Tuesday, June 5, 2018

MAR - The Power

March review for Book Riot's Read Harder 2018: The Power by Naomi Alderman, 2017. [sci-fi novel with female protagonist by female author category]


The Power is suuuuuch an incredible story. Just. Wow. It was first brought to my attention by Buffering the Vampire Slayer, whose patrons started a book club to read and discuss this book about (not just) one girl in all the world. The basis of the story is that suddenly, girls all over are changed, have the power to channel electricity through their palms. What will happen? Will women take power and create a utopia? Or will there be a hellish role reversal and women will abuse their power in equally grotesque and inexcusable ways?

The story is told by focusing on a number of different women--and one dude. There is tough, street-savvy Roxy; politician Margot and her distant teenage daughter Jocelyn; orphaned and abused Allie; and smartphone-camera-toting Tunde, who is the external observer and only man who gets a perspective chapter. All these different types of women throughout the story have their own role to play in the coming revolution, which is what this text documents. Speaking of which! The book opens on a letter to a woman named Naomi, from a man who is ostensibly the "author" of this book about the rise of the matriarchy. This positions it in sort of a frame story, which lends itself to an entirely different kind of book. The sections are marked in a countdown, with titles like "Ten years to go" and "Can't be more than seven months left," offering a sense of foreboding with every passing section. The early chapters were positive, hopeful that the tide was turning, hopeful that the changes were for the better.

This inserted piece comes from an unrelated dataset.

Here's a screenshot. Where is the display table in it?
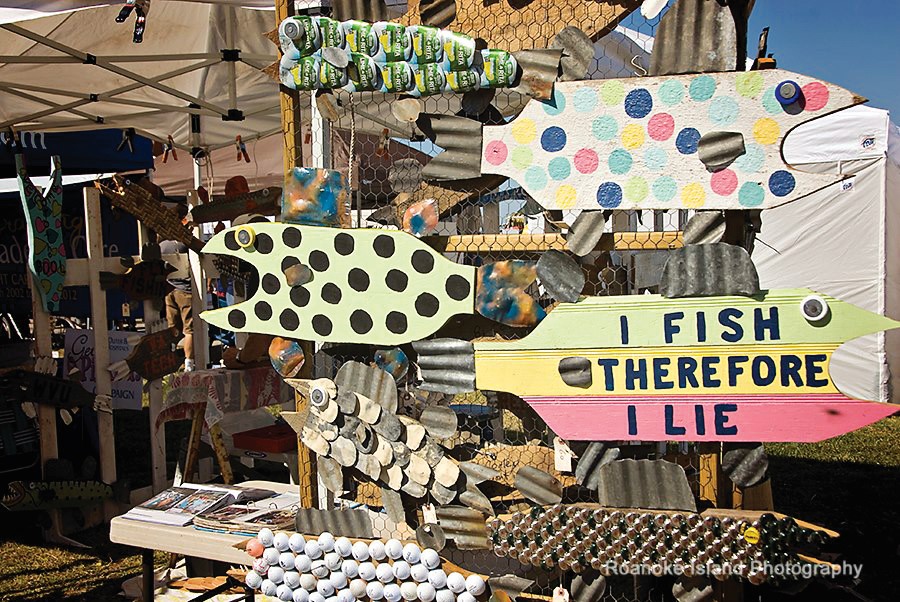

(Gonna get a little spoiler-y here...) As the book went on, and the tone got darker and darker, the matriarchal authority got more and more tyrannical, I got a little uncomfortable. But, in an important way. Feminism is not the raising of women into a position of power over men, a tipping of the scales in a separate direction. Instead, it is a balancing of the scales. Too much of anything is just that: too much. Checks and balances are important, and speculative fiction books like this highlighting them are just as important, as long as they are read with deliberateness and insight. I loved this book. I loved this book like I loved The Handmaid's Tale and I think it's important to read things that make you think and make you uncomfortable and make you better.